Long before St. Louis was first in shoes, first in booze and last in the American League, the Levine Hat Company was hawking hats downtown. So perhaps it shouldn't be surprising that customers are practically swaddled in service from the moment they step through the door and are handed a plastic head covering (for the more sanitary trying-on of hats). But the thing is, it's always surprising -- "customer service" having become as quaintly anachronistic as the black-and-white photos of hats' heyday that line the entry walls. No, maybe we aren't all strolling the streets of downtown or attending theater opening nights crowned with glory, but plenty of folks still wear hats, and here those hats are given deliberate respect. Racks and racks of chapeaux for men and women line the large space, with each topper individually displayed. Though questions are answered promptly and educated opinions as to height, style and suitability are offered with ease, no obsequious commission-grubber will stalk you through the store. Browse what may well be the biggest hat store in the world in peace, turning your head this way and that, practicing your best tough-guy snarl or curtsy to the queen. Don't see anything you like? Remember, these folks cut their teeth on the manufacture of fine headwear (though the industry has changed to the point where they now retail much more than they make), so tell them what you're looking for; it can probably be whipped up for you. Best of all, you can feel community-minded and shopping-savvy at the same time, as the prices at Levine Hat rival or beat anything you'll find online for quality brands from Stetson to Kangol. A close second to the bricks-and-mortar experience can be found at the store's Web site, where customers can differentiate homburgs from porkpies, learn hat etiquette (do you know when straw-hat season begins?), check hat sizing and more. The world looks different -- and better -- seen from beneath a hat.

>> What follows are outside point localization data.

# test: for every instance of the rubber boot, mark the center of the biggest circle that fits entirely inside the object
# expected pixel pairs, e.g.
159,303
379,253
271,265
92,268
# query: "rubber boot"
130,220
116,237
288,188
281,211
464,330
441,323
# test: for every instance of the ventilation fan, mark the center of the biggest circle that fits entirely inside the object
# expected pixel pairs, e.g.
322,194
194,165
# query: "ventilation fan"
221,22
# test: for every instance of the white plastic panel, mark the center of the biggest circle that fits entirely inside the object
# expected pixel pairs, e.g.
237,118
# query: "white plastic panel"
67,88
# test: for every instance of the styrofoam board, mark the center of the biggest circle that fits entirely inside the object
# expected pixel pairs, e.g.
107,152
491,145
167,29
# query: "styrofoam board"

Learning to talk would have been so much more fun if only we'd done it in Artmart's Frame Center. But it's not hard to picture (har!): Wandering up and down the aisles is a tremendous exercise in vocabulary and in adjective usage, from embossed to fresco to bas relief. "Biiiiiig," you think, running your hand over a 24-by-36 black matte frame. "Lit-tle," says the tinny voice in your head as you gaze upon a 3.5-by-5 photo frame. "Baroque," the lesson continues, after you spot a huge one that would only look at home in a palace. "Hillbilly!" when you stumble upon the yes, denim, frame. The prices vary widely here, but so does the selection. Artmart's framing experts, ever attentive without being obtrusive, will answer your questions and offer suggestions if you want "em. Some frames are available at marked-down prices. Like the $4 number that from one angle reads "Loves Me" and from another, "Loves Me Not." Heh! "Practical," our inner voice concludes as we stand in line to pay.